Encerrado desde niño en la biblioteca paterna; huyendo del noble ambiente familiar mediante visitas, harto decepcionantes, desde su natal Recanati a otras ciudades italianas; buscando en vano una mujer que le correspondiera o un empleo «normal» que desarrollar; participando, torpemente, en la vida social de su entorno… De tantas formas Giacomo Leopardi (1798-1837) quiso evadirse de sus circunstancias, sin conseguirlo, para acabar consagrándose a las letras de tal modo que su dedicación feroz le costó una ceguera, una malformación en la espalda, una vida solitaria de perfecto inadaptado.
Se dice que en Leopardi confluyen los extremos del hombre de su tiempo: es antiguo y moderno a la vez, obedece a la inspiración romántica pero luego es un escritor pausado, reflexivo, atendiendo a su doble condición de poeta y pensador. En todo ello no hay contradicción alguna: Leopardi se muestra consecuente con su agudo pesimismo, fiel a sus tópicos literarios más constantes: el «ubi sunt», la fugacidad temporal, el desamor. Ungaretti le llamó «cristiano estoico»; Italo Calvino, «hedonista infeliz» y «poeta del dolor de vivir»; Josep Pla, «ejemplo de estudioso y de trabajador literalmente fabuloso». Y es que Leopardi personifica tanto el tedio como el tesón, el amor por la vitalidad de antaño y la resignada pasividad del presente: «Todo lo he perdido: soy un tronco que siente y pena», afirma en la «Carta a sus amigos de Toscana», fechada en 1830, que abren los «Cantos» (1831 y 1837); «mi inclinación no ha sido nunca la de odiar a los hombres, sino la de amarlos», dice en los póstumos «Pensamientos» (1845), una colección de reflexiones sociológicas.
Pietro Citati, en un libro que se pone a la venta la semana que viene, ahonda en el sentir y el pensar del poeta que mejor ha cantado la luna, por medio de un libro que abarca su vida y obra enteras, que se sumerge con la finura y emotividad de un Stefan Zweig en el autor de “Zibaldone”, una suerte de diario escrito a rachas entre 1817 y 1832. El sublime ensayista del “Kafka” (Acantilado) que conocimos hace dos años, encara la trayectoria de su compatriota con similar ahínco. Nos era necesaria esta biografía de un poeta muy traducido al español pero cuya personalidad se nos esbozaba de forma demasiado breve.

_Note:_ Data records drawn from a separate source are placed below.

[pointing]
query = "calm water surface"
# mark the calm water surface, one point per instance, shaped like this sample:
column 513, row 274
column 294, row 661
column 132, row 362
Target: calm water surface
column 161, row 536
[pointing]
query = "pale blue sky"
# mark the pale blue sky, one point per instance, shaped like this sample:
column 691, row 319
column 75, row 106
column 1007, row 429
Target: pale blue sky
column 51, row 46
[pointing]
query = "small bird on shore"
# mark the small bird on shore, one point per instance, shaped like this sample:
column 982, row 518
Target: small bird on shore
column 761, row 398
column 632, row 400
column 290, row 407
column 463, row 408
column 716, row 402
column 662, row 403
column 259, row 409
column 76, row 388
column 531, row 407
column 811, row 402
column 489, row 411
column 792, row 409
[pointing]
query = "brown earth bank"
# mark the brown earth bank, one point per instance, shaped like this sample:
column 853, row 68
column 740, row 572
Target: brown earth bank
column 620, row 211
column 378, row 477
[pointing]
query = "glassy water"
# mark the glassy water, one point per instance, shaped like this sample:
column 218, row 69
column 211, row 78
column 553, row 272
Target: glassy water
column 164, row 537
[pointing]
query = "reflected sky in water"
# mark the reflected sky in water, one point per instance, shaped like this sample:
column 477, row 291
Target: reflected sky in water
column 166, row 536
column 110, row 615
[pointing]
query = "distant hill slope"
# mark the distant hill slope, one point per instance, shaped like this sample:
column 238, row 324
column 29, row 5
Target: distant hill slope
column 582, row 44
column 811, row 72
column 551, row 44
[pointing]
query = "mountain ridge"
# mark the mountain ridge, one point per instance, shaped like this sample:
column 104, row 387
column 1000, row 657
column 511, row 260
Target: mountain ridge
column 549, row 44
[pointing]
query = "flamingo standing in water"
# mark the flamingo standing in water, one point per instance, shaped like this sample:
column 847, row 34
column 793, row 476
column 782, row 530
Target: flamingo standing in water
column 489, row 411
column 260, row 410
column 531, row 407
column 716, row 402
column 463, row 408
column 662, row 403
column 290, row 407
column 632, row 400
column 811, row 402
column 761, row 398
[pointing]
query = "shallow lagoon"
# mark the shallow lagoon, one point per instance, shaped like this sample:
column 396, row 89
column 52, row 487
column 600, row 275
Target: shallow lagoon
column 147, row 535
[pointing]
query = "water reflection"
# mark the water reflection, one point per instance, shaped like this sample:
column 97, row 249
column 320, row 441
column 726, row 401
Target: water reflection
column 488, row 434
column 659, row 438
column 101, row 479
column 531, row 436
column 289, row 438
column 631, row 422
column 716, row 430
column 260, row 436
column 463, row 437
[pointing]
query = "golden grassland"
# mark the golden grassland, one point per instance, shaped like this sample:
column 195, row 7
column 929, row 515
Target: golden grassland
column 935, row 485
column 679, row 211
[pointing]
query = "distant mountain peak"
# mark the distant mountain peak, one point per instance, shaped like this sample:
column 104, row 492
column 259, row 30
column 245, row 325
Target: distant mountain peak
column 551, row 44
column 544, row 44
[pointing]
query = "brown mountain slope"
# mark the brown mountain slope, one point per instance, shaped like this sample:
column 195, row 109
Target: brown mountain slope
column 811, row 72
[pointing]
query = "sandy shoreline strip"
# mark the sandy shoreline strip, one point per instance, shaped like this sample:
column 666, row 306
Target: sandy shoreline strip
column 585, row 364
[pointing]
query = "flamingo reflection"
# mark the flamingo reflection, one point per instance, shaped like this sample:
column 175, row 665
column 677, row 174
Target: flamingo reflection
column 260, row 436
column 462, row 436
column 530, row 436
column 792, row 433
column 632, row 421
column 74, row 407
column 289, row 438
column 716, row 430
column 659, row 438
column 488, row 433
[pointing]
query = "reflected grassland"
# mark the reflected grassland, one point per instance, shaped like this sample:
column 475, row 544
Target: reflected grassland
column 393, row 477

Ahora tenemos por completo a Leopardi en “una inmensa cárcel”: el palacio donde leyó en una biblioteca que para su padre “era el lugar sagrado”, escribió cartas a sus autores predilectos, forjó un carácter sumiso y enfermó de gravedad, en cuerpo (tuberculosis ósea y dos jorobas) y espíritu (depresiones nerviosas). Y para colmo, impotencia.
«Toda su existencia no era nada más que infelicidad e infortunio. (…) La infelicidad no dejaba de crecer, sin pausas, como con ansia. No hay infelicidad humana, escribe en el “Zibaldone”, que no pueda ir a más», explica Citati en el capítulo “La mente de Leopardi”. Pero lo peor de todo era el “hastío”, que es “mucho más grave que el dolor, que la desesperación y que cualquier forma de vida trágica; oprime, extenúa, aferra, lacera, espanta, extingue, mata, anonada”. Con todo, el poeta saca aliento para transformar en belleza poética aquello que le inunda de melancolía, y el ensimismamiento deviene perseverancia y entrega: Leopardi, “tímido”, “titubeante, siempre dispuestoa a posponerlo todo”, escribe sin embargo miles de páginas. Detesta el trato social, hasta el punto de preferir comer solo. “A pesar de su talento filosófico y de su inmensa inteligencia, siempre estuvo sumergido en ese beatífico líquido que es la infancia”.
Esa mirada aniñada, en perpetuo asombro frente a lo contradictorio, refleja un talante escéptico que aspira a la verdad siempre desde la duda. De ahí que, según Citati, “la convicción más profunda de su vida” fuera “la importancia esencial de las ilusiones y de la irrealidad”. Tanto es así, que veremos por qué planea fugarse de casa, cómo su imaginación pone distancia entre su entorno y él haciendo de la cosmología lunar todo un tema literario. “En Leopardi, la naturaleza es humana o está humanizada”, pues “en la fantasía de los niños todo el universo está humanizado”, el viento, el sol, las estrellas, los animales. El poeta crece amparado en sus observaciones, creyendo que la naturaleza hará posible lo imposible, embelleciendo sus divagaciones sobre la desdicha en el “Zibaldone”.
En esa busca de consuelos se consagrará el autor de “El infinito” (1819), sabiéndose ya un “poeta moderno, es decir, sentimental y melancólico”; con menos de treinta años escribe sus “Obras morales”, por fin viaja por Italia. Siempre enfermo de mil cosas, pero siempre en un esfuerzo inaudito por escribir, por concentrar la contemplación de mirar hacia el cielo y mirarse por dentro en unos versos, en un párrafo, hasta que la muerte le ronda y él, que no pudo disfrutar del amor correspondido, anhela, ya demasiado tarde, una “juventud ininterrumpida”.